Study Alludes To Government Mishandling Social Security Numbers
An investigation slated for the September issue of Consumer Reports and announced in early August has suggested that government leaks of information resulted in the loss or exposure of about 44 million consumer records from 2005 to mid-2008.
The government’s apparent negligence, evidenced by recent spot examples reported in the news, was worrisome but unsurprising, says Robert Siciliano, identity theft protection expert and chief security analyst for One You Security LLC. He stresses that Social Security numbers are already exposed to the public, and points to his company’s services that render the numbers useless to the thieves who can easily obtain them anyway.
“At the government level, leaks of identifying information useful to thieves occur on a grand scale,” Siciliano says. “This is largely because municipal governments continually fail to update their antiquated processes, which results in officials posting Social Security numbers and more online, for all to see. Most consumers recognize that this is incredibly negligent behavior. But they must also accept the fact that it nevertheless happens, and that privacy is not the answer. Why? Privacy is no longer possible. Consumers must now manage their unfortunate circumstances by turning to services that transform their no-longer-private information into something of no use to the thieves who are going to obtain it anyway.”
In early August, news reports across the United States surfaced to suggest that Social Security numbers, as well as other identifying consumer information, are subject to questionable handling and practices when in the hands of municipal governments:
• In Wayne County, Mich., many residents’ “Social Security numbers, salaries, birth dates and other important identifier information have been on the Web since 2000,” reported Detroit’s Daily Free Press.

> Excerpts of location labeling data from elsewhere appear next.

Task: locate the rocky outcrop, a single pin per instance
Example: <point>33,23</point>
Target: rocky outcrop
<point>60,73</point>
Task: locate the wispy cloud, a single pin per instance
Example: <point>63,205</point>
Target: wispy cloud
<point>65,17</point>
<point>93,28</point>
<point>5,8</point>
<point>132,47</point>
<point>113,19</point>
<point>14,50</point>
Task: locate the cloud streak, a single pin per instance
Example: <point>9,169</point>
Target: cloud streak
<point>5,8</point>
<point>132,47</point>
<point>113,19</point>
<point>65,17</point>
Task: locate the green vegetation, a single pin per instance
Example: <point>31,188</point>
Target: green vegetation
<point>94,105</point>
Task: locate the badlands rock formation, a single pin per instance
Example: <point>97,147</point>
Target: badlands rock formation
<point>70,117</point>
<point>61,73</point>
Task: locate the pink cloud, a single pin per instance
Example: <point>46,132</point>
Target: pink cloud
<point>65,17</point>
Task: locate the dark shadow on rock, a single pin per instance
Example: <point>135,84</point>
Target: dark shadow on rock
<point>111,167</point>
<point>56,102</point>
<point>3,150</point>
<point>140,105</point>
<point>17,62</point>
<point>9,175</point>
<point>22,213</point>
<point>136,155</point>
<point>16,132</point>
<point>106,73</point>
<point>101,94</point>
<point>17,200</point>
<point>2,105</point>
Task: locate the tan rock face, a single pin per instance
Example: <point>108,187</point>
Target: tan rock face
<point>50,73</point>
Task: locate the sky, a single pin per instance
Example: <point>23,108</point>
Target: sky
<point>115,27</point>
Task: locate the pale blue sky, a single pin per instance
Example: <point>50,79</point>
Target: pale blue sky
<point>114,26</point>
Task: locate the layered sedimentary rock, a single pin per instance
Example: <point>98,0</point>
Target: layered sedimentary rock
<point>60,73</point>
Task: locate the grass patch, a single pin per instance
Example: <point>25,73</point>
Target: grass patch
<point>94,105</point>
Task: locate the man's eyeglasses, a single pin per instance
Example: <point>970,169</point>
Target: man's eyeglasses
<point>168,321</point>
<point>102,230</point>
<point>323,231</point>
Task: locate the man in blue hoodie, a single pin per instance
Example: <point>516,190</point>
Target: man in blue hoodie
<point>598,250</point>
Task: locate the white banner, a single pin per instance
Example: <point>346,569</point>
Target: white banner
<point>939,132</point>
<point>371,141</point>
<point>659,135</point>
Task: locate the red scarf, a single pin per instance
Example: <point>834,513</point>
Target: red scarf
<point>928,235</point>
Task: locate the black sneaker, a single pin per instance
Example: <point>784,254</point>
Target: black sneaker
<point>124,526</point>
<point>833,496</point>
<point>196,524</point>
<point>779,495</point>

• The Associated Press reported that recipients of traffic citations in Virginia and the District of Columbia “could find their Social Security numbers posted on a state Web site if that information is on their driver’s license.” The online documents display full name, address, gender, height, weight and birth date of the drivers and, if their driver’s licenses have the information, their Social Security numbers, too.
• In New York State, The Democrat and Chronicle reported that the Social Security numbers “of hundreds of Monroe County residents who filed for bankruptcy several years ago are available for viewing on the County Clerk’s Web site.” According to the article, the posting online of U.S. Bankruptcy Court documents, which display the information, was regular practice earlier in the decade.
These and other reports were in fact “par for the course,” according to Siciliano, who was unsurprised by Consumer Reports data on the matter announced two days earlier. The publication analyzed records of publicly reported data breaches compiled by the nonprofit Privacy Rights Clearinghouse and found more than 230 security lapses by federal, state and local government from 2005 through mid-June 2008 resulting in the loss or exposure of at least 44 million consumer records containing Social Security or driver’s license numbers and other personal data, according to the press announcement.